Here are some of the responsibilities I will be focusing on:
– Study serious issues that make it into production to look for patterns that are correctable or reducible, on the Dev and Test side of things
– Promote testing internally – make our testers aware of the opportunities they have to improve their skills and help them become better testers
– Promote testing externally – continue to build a network of testers locally (and not), by promoting testing in my community, and by working to make Hyland a destination for career minded testers
– Attend conferences and training (at least four a year) – I booked 2014 out before I got this written into my position plan, but having it be “work time” will definitely help
– Review conferences and conference sessions and help choose who gets to go to what, and what they have to do with the things they learn when they get back
– Bring new testing ideas in to the company from conferences, meet ups, blogs, articles, books, and external training
– Create and run internal training on testing techniques and other needed skills
– Shadow new testers in the department to review their abilities and supply feedback to them and their manager
– Shadow teams in the department to offer feedback on their strengths and weaknesses and suggest or build specialized training for them
– Oh, and did I mention I wrote in 20% time to test?

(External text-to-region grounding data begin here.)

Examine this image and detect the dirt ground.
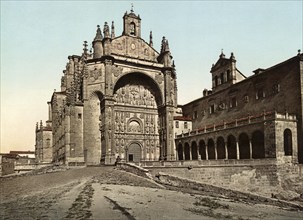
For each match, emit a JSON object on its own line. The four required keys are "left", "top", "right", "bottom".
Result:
{"left": 0, "top": 167, "right": 302, "bottom": 220}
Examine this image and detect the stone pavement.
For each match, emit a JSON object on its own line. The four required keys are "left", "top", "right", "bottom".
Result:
{"left": 0, "top": 167, "right": 302, "bottom": 219}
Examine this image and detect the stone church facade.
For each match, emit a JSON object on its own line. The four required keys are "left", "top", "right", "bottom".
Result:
{"left": 35, "top": 9, "right": 303, "bottom": 168}
{"left": 36, "top": 9, "right": 177, "bottom": 165}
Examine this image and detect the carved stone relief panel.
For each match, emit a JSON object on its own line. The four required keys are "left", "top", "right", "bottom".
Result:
{"left": 112, "top": 65, "right": 123, "bottom": 78}
{"left": 128, "top": 120, "right": 142, "bottom": 133}
{"left": 114, "top": 83, "right": 157, "bottom": 108}
{"left": 87, "top": 65, "right": 105, "bottom": 84}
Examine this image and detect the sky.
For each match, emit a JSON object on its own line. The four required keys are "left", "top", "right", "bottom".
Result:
{"left": 1, "top": 0, "right": 302, "bottom": 153}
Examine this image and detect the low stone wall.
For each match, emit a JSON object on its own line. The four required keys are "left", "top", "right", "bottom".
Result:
{"left": 155, "top": 172, "right": 303, "bottom": 211}
{"left": 15, "top": 163, "right": 52, "bottom": 172}
{"left": 147, "top": 160, "right": 282, "bottom": 197}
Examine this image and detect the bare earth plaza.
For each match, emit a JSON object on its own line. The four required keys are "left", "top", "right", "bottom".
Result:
{"left": 1, "top": 3, "right": 303, "bottom": 220}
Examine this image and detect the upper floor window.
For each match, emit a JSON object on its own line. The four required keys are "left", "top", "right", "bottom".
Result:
{"left": 256, "top": 88, "right": 265, "bottom": 100}
{"left": 184, "top": 122, "right": 188, "bottom": 129}
{"left": 210, "top": 104, "right": 215, "bottom": 114}
{"left": 272, "top": 84, "right": 280, "bottom": 94}
{"left": 193, "top": 111, "right": 198, "bottom": 119}
{"left": 175, "top": 121, "right": 179, "bottom": 128}
{"left": 227, "top": 70, "right": 231, "bottom": 81}
{"left": 230, "top": 97, "right": 237, "bottom": 108}
{"left": 220, "top": 72, "right": 224, "bottom": 84}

As of right now, I am super overwhelmed. I haven’t even started yet and I already have a ton of ideas running through my head. First up, I need to create a short talk based on the results of two issues we found recently. Second I need to finish my talk for QA or the Highway (I promise Joe, I’ll have something). After that, it’s full on doing the awesome stuff.
Oh, and with this position change, I will be able to pay a little better attention to Twitter. I really do see that as one of my primary avenues for learning (about) new ideas.
Thank you again to everyone that helped me over the past couple of months. And thank you in advance to everyone that I will be asking for help in the future.